Like many other devout Christians, Dante knew the Bible well and since these psalms were popular in many ritual settings - was quite familiar with psalm 114. He quoted the opening verse of this psalm in his famous work in the Latin with which he was familiar.
For Dante, as for many readers over the ages - the text was not just about the Exodus but about what it represents - an allegory for the departure from exile, the possibility of personal and/or public redemption.
He chose to use this praiseful psalm to explain his literary-philosophical method of allegorical thinking. This interpretive method, known as the "four-fold method" or the "allegory of theologians," was commonly applied to the Bible in the Middle Ages. It was also increasingly popular in Jewish methods of interpretation in which it would be known as the Pardes - how to enter and exit the orchard of wisdom - in peace.
It’s not exactly clear who was the originator of this four-layer method but let’s just say cross-cultural influences converged to co-create a fascinating way to make sense of our sacred texts in multi-layered ways that are still meaningful today despite different faiths and perspectives.

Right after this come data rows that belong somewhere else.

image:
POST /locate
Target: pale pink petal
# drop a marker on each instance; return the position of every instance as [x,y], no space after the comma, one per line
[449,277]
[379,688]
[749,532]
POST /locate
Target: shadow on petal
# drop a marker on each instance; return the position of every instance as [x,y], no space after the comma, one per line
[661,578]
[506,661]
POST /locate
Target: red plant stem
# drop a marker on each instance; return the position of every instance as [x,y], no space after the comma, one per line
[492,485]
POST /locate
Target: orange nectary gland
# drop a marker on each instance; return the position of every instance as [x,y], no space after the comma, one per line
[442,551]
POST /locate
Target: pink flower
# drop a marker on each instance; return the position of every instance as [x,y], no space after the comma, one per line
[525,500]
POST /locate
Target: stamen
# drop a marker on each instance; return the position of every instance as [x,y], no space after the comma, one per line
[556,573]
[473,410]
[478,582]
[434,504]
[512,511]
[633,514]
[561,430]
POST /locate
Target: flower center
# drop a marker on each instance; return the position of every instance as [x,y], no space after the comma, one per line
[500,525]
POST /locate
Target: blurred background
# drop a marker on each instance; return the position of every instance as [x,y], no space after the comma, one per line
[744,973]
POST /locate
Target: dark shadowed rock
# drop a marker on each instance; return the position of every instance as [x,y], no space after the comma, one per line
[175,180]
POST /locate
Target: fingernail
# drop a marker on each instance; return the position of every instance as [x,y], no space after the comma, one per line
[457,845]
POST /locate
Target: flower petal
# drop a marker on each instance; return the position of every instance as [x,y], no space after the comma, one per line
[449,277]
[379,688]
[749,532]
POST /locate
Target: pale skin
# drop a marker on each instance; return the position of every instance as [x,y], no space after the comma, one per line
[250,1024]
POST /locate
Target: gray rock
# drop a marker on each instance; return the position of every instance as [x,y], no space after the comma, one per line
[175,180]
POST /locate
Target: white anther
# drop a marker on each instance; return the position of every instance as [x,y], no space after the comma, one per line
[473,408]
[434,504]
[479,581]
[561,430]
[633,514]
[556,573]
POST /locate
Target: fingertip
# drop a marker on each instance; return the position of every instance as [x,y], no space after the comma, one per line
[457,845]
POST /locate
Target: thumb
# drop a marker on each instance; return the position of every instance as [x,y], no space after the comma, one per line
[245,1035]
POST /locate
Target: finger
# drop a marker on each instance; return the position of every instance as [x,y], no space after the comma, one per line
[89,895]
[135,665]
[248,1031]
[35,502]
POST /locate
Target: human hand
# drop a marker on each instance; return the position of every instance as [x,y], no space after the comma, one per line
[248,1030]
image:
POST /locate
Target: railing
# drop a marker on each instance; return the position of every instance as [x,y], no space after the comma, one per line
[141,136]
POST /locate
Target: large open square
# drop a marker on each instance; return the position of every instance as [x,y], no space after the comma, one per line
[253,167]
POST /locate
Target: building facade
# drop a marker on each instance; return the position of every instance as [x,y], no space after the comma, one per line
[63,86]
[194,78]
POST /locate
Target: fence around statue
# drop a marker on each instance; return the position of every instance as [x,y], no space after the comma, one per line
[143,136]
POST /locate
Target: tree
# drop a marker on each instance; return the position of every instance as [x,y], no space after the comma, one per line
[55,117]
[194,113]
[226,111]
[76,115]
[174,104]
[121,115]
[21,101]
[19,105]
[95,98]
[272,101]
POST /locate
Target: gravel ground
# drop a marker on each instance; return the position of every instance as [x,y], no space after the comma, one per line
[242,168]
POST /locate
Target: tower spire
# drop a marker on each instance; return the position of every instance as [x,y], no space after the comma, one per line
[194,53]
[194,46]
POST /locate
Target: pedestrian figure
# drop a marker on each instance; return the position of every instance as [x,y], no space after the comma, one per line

In 1319 Dante (most likely) wrote a lengthy letter to his patron Con Grande della Scala, with instructions on how to interpret the Paradiso, the last canticle of the Divine Comedy - dedicated to this wealthy patron:
“Now if we look at the letter alone, what is signified to us is the departure of the sons of Israel from Egypt during the time of Moses; if at the allegory, what is signified to us is our redemption through Christ; if at the moral sense, what is signified to us is the conversion of the soul from the sorrow and misery of sin to the state of grace; if at the anagogical, what is signified to us is the departure of the sanctified soul from bondage to the corruption of this world into the freedom of eternal glory. And although these mystical senses are called by various names, they may all be called allegorical, since they are all different from the literal or historical.”
With time, Dante’s use of this allegorical method would be framed as a simple formula:
The literal sense teaches what happened; The allegorical what you believe; The moral what you should do: The anagogical where you are going.
The Jewish mystical four-layer method called PARDES is the product of the same time as Dante’s, emerging out of Spain. And although the origins and influence of one another is indeed debated, the essence is that what we have here are a few brilliant tools with which to take apart what we’ve inherited and make meaning of myth, and hope out of history.
The emergence from the narrow-places of barbarian speech becomes the human yearning for self definition, emergence of selfhood and a defining voyage, in defiance of obstacles and even despite nature -- to become free, to become one’s very own.
And if we dance with hills along the path, and cross through water to come home?
Maybe this heroic journey through the ages is still waiting for each and every one of us to praise our way through four and many more directions to become who we’ve been waiting for, leaving the Barbarians behind, to arrive at our own inner home.